Он сам отпустил Елену на корабль — посмотреть сокровища Александра.

…где главный кормчий и охрана царицы плавали в крови, с перерезанными глотками, переколотые копьями…

Корабли Париса выходили в море — мерные, ровные удары вёсел уносили их в открытый волновой простор.

Никто не был готов к такому неслыханному предательству.

Пока Менелай дозвался кормчих, пока те собрали гребцов, прошло полдня.

Но царь всё же решился преследовать врага — на трёх судах с неполной командой.

Тщетно!

Без пользы носился Менелай, напрасно через сутки раскинул свои сети флот. Азиатские кормчие направили суда не вдоль берега, а в середину моря. Здесь их не мог поймать никто.

Словно небо обрушилось на него.

Когда Менелай вернулся, никто не осмеливался даже смотреть в его сторону.

Страшный, чёрный от горя, он заперся в своих покоях и ни с кем не виделся.

Только Матушка входила к нему.

А потом… Потом заскрипела, загрохотала тяжкая бронзовая телега войны. Пусть Илион падёт! Даже если погибнет Пелопоннес, даже если погибнет Ахайя, даже если весь мир рухнет — всё равно — пусть Илион падёт!

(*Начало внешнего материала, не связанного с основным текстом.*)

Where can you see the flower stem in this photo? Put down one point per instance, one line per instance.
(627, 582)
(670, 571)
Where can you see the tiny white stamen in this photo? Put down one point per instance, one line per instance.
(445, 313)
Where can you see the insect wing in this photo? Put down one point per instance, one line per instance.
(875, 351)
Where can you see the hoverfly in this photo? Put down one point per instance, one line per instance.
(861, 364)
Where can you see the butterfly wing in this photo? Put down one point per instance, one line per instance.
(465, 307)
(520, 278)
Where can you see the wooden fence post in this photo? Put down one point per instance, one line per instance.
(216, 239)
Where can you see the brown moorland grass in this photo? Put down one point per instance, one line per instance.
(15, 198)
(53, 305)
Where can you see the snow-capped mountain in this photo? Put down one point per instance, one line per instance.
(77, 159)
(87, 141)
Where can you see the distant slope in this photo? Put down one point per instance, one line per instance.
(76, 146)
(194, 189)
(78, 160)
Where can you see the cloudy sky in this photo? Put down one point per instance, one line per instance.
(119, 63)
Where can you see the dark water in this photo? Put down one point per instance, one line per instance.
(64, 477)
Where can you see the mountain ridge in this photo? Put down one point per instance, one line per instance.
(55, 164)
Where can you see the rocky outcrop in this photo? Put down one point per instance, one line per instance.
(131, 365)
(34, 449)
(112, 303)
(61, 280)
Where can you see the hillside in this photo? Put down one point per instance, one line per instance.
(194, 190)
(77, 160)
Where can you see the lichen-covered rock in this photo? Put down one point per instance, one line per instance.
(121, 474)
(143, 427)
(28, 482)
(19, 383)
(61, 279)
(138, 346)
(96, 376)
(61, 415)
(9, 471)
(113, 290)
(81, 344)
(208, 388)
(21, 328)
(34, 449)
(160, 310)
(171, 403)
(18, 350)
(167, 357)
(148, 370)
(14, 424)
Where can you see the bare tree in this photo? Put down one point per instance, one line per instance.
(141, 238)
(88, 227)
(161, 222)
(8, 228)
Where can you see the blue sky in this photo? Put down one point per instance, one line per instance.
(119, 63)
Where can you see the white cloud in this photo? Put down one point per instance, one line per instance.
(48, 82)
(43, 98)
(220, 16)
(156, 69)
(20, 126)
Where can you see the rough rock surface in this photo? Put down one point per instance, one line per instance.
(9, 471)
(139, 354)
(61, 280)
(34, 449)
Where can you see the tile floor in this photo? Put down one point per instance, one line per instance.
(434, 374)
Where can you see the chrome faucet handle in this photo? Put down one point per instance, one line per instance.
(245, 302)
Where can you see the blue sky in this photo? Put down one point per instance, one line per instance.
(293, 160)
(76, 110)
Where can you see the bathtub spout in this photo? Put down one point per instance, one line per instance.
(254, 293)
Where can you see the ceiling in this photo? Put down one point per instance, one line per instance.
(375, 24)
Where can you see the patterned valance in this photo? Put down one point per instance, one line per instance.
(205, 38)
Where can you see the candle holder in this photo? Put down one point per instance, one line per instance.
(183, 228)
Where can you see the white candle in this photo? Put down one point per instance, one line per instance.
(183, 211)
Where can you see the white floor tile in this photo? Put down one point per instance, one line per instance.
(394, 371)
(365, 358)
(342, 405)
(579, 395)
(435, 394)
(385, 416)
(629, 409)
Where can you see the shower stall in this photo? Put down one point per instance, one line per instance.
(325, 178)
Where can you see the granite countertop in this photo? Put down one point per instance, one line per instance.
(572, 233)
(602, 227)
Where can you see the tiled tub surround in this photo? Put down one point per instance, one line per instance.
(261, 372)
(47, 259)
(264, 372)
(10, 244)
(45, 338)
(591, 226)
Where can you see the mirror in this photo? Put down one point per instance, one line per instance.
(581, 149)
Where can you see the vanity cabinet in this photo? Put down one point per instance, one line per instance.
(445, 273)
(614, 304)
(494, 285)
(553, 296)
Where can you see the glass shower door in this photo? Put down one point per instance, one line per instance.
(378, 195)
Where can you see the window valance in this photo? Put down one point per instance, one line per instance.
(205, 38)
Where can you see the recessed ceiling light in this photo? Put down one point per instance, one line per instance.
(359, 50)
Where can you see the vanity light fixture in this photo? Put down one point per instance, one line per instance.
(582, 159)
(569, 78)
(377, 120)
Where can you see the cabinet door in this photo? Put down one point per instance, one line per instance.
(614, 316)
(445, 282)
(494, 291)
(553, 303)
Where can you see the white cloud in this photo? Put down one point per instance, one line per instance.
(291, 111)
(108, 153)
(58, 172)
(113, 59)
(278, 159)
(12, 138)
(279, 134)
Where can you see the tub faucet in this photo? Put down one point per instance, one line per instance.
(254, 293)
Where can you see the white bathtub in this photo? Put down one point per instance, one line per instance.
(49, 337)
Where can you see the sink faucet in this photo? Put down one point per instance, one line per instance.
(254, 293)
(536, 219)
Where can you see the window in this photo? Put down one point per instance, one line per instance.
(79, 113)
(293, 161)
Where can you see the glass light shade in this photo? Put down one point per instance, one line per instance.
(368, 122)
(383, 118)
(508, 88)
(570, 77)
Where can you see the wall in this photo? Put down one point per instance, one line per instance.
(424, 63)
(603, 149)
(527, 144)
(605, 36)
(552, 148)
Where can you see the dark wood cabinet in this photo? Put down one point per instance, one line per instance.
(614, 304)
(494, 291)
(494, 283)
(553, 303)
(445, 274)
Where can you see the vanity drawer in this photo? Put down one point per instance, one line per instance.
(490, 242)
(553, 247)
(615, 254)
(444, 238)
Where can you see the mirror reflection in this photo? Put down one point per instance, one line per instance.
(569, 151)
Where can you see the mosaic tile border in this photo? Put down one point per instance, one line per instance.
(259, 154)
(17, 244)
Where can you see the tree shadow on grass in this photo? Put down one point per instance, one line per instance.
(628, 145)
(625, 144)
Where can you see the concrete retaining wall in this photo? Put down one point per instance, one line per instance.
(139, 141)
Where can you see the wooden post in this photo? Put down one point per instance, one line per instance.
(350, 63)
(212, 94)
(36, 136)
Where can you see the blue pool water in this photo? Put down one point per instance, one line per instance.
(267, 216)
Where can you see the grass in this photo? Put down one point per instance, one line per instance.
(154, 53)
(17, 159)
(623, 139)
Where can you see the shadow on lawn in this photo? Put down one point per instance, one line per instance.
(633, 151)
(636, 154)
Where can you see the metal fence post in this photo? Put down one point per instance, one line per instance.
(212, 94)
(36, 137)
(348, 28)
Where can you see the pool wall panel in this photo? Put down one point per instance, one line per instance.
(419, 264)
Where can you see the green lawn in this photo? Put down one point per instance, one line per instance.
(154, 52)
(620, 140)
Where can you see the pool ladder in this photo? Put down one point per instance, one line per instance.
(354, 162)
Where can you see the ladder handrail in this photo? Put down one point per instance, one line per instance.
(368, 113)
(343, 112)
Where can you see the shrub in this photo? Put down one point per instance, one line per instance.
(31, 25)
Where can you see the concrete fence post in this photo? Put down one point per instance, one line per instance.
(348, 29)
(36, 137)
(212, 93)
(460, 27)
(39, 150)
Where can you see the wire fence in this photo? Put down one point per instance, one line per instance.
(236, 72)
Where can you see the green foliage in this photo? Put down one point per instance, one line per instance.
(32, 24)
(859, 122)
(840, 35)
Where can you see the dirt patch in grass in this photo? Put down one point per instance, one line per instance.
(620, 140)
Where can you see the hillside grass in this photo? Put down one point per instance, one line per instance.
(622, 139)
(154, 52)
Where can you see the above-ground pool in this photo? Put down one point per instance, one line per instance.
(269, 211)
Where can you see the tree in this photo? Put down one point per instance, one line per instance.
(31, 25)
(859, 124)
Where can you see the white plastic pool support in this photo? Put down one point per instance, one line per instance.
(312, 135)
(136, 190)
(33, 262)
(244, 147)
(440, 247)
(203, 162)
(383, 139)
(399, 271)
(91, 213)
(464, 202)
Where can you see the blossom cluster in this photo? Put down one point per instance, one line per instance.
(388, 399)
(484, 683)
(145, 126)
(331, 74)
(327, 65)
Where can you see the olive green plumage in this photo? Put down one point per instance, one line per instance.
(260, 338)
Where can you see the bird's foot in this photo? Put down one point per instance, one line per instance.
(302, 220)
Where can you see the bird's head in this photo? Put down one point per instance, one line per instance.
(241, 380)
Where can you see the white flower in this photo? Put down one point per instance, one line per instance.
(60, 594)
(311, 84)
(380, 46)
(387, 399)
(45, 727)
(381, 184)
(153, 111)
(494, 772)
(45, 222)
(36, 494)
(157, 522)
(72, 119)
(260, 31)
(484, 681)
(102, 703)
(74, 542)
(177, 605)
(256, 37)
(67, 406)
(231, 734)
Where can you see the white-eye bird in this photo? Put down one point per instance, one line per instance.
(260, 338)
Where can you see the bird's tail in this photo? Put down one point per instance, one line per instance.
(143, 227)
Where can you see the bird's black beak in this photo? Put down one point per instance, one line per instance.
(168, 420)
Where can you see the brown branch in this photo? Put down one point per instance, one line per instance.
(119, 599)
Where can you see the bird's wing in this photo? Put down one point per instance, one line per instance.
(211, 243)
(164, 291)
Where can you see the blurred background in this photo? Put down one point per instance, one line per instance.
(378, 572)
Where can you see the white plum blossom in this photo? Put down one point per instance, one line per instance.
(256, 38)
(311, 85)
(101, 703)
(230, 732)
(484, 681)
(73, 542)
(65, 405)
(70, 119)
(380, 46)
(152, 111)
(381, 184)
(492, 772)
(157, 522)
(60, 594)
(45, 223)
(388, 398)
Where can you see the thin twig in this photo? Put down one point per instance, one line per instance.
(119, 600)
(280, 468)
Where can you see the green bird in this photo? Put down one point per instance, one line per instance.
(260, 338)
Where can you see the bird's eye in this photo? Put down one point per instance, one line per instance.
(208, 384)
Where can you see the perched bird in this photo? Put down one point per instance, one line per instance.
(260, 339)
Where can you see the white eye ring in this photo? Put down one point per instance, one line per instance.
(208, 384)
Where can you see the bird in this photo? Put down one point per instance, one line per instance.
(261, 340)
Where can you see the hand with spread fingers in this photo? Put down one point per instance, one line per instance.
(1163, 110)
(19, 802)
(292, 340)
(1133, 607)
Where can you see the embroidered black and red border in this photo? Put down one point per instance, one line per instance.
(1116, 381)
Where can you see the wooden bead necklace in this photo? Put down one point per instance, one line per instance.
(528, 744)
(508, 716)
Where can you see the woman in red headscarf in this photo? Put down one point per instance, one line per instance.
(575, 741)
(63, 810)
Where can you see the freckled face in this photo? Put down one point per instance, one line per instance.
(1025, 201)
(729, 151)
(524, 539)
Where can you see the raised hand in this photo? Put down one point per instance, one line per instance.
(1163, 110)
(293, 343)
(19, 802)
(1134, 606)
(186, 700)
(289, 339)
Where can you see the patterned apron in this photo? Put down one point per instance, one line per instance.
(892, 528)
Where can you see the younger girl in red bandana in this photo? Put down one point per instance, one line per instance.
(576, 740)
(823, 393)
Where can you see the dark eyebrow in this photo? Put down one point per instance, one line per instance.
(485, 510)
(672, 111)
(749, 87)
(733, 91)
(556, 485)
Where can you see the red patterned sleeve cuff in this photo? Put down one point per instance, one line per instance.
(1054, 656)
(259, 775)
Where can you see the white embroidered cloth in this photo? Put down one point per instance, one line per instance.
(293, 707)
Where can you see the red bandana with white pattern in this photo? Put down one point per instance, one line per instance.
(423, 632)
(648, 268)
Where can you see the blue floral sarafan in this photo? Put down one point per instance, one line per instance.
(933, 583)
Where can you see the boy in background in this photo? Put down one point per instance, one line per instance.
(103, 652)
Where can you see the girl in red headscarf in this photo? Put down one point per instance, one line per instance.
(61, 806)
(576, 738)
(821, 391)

Менелай любил во сне протянуть руку и погладить ладонью старую деревянную обшивку стены. Благородное дерево потемнело от времени, лоснилось и блестело как полированное; приятно было ощутить гладкую, чуть прохладную поверхность. Вот и сейчас Менелай потянулся, чтобы провести рукой по древнему кедру. Но рука его повисла в воздухе.

— Матушка… — удивлённо пробормотал он, пробуждаясь.

И когда пробудился, то понял, что никакой стены здесь не было и быть не могло, ибо лежит он не дома, а в походном шатре, на чужой земле в военном стане.